Aviation pioneer and arms industrialist

Born: April 4, 1925;

Died: May 28, 2018

SERGE Dassault, who has died aged 93, was an aerospace magnate, arms industrialist and one of France’s richest men. He was especially known for the development of France’s Mirage jet fighters, as well as for equipping the French Air Force and other governments and militaries through global sales. He was chairman and CEO of the Dassault Group when he died, and president of honor of Dassault Aviation, which he once led.

Dassault was the son of Marcel Dassault, a survivor of the Nazi death camp at Buchenwald in Germany who founded the aviation company that would form the core of the group’s business.

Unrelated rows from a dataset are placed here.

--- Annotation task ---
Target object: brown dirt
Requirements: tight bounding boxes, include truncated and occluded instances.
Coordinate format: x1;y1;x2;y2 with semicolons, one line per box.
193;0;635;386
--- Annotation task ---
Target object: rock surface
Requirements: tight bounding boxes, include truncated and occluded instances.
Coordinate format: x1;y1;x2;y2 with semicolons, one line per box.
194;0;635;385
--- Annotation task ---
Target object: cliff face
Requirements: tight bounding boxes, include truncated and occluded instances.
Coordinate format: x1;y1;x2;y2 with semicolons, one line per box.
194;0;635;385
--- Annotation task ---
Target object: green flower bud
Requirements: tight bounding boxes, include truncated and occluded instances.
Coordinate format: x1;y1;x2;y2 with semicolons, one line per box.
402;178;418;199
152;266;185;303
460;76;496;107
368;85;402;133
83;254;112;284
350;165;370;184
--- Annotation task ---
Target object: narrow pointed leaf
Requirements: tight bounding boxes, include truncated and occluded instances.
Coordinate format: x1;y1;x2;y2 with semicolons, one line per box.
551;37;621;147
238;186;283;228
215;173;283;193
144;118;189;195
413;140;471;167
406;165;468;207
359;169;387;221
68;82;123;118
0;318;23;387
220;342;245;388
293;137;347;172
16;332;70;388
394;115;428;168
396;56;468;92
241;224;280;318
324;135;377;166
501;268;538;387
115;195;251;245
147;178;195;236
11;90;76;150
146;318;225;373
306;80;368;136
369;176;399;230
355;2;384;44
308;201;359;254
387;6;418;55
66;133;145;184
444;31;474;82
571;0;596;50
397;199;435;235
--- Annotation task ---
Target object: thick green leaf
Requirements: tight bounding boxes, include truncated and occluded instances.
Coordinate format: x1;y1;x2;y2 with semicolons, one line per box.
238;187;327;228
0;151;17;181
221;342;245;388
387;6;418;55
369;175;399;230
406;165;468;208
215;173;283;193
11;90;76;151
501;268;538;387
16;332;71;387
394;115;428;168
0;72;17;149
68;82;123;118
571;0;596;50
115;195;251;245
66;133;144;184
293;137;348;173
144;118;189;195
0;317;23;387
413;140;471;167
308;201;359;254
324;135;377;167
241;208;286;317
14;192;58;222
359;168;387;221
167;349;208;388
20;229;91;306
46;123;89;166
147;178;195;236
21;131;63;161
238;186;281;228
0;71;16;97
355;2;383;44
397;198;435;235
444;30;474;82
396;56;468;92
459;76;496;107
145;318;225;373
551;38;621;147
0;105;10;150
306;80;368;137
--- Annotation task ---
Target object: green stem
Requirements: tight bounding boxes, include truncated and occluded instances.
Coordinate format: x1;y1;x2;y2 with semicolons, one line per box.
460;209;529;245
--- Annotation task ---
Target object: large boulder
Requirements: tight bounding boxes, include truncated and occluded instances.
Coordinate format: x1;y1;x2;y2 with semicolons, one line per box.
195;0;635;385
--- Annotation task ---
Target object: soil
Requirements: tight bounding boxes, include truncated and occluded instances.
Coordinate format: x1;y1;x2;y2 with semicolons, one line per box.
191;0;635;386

Like his father, Serge Dassault also became a press baron and a politician. A conservative with views on the right, he entered politics in the 1980s, representing the Essonne region south of Paris in the French Senate from 2004 until last year. He also served as a regional counselor and mayor of the town of Corbeille-Essonnes for 14 years.

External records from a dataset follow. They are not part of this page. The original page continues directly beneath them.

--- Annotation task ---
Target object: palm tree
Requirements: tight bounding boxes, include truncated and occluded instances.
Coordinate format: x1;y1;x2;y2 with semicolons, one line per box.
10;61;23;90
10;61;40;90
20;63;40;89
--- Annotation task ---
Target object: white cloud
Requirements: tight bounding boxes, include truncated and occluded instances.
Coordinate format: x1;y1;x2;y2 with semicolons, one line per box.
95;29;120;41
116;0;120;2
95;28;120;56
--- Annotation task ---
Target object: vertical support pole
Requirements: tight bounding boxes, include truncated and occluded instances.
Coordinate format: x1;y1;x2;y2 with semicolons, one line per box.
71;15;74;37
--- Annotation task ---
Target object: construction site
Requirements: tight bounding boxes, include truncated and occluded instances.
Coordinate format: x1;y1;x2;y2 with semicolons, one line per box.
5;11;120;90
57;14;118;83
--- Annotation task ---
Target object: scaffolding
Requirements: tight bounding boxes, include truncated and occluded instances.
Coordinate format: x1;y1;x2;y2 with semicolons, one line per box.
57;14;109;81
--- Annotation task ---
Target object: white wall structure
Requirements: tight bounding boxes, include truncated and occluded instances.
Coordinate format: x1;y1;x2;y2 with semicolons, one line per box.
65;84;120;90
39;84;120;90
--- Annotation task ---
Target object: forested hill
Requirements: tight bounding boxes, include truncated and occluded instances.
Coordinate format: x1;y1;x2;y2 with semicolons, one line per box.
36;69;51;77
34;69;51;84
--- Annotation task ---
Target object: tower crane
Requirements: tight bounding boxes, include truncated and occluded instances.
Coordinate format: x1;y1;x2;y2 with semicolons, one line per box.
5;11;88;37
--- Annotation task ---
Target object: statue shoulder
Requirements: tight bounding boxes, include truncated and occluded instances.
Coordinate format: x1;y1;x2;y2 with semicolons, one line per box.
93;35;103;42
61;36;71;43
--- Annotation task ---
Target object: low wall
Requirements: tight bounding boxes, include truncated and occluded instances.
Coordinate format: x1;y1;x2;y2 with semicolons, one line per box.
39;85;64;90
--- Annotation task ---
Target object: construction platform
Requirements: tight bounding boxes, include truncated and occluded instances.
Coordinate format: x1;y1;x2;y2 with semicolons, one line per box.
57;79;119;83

“Dassault marked the history of our country,” Senate President Gerard Larcher said in a statement.

Former conservative President Nicolas Sarkozy said that France lost a great industrialist and the aviation world a pioneer. “Me, I simply lose a friend,” Sarkozy said.

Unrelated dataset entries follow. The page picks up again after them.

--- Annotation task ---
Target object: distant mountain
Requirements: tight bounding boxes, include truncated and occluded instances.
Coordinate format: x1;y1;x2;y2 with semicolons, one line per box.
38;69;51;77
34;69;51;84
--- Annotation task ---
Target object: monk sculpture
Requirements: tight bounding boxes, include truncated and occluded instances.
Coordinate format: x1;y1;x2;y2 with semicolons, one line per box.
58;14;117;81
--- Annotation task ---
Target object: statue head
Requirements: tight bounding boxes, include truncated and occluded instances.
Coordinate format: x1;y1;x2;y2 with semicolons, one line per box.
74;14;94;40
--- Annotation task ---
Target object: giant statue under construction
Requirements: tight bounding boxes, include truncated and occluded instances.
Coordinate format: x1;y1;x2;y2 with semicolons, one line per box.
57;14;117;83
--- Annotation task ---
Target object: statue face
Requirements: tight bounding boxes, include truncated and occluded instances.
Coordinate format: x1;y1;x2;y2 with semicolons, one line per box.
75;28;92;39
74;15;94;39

The March 2018 edition of Forbes ranked Dassault as having the fourth-largest fortune in France, worth 19 billion euros ($22.6 billion.)

He was fighting a 2017 tax fraud conviction and two million-euro fine over millions of euros he had kept outside of France. His defence lawyers said the financial arrangements were set up by Marcel Dassault during the 1950s. An appeals court hearing in the case was scheduled for next week.

In another affair, Dassault was handed preliminary charges in 2014 for alleged vote buying and complicity in illicitly financing an electoral campaign.

He was born Serge Bloch in Paris on April 4 1925, the second son of Marcel Bloch, who had founded his first aircraft company in 1928. During the Second World War, the family was held in internment. After the war, Marcel Bloch began to rebuild his business and changed the family name to Dassault.

Serge was educated at the Lycée Janson de Sailly, Paris, and the Ecole Nationale Superieure de l’Aeronautique, before joining the family business in the 1950s. It wasn't until his father's death in 1986 though that he was finally able to take over.

Away from work, his main hobby was shooting at his 2,000 acre estate at Rambouillet.

Dassault’s family announced his death in a brief statement to the conservative newspaper Le Figaro, which the Dassault Group owns. It said he died of a “cardiac deficiency” at the group’s office on the Champs-Elysees Avenue.

The office of President Emmanuel Macron praised a man who, he said, had consecrated his life to developing a flagship of French industry.

Survivors include his wife, Nicole, their daughter and three sons. The oldest son, Olivier, is a deputy in the national assembly.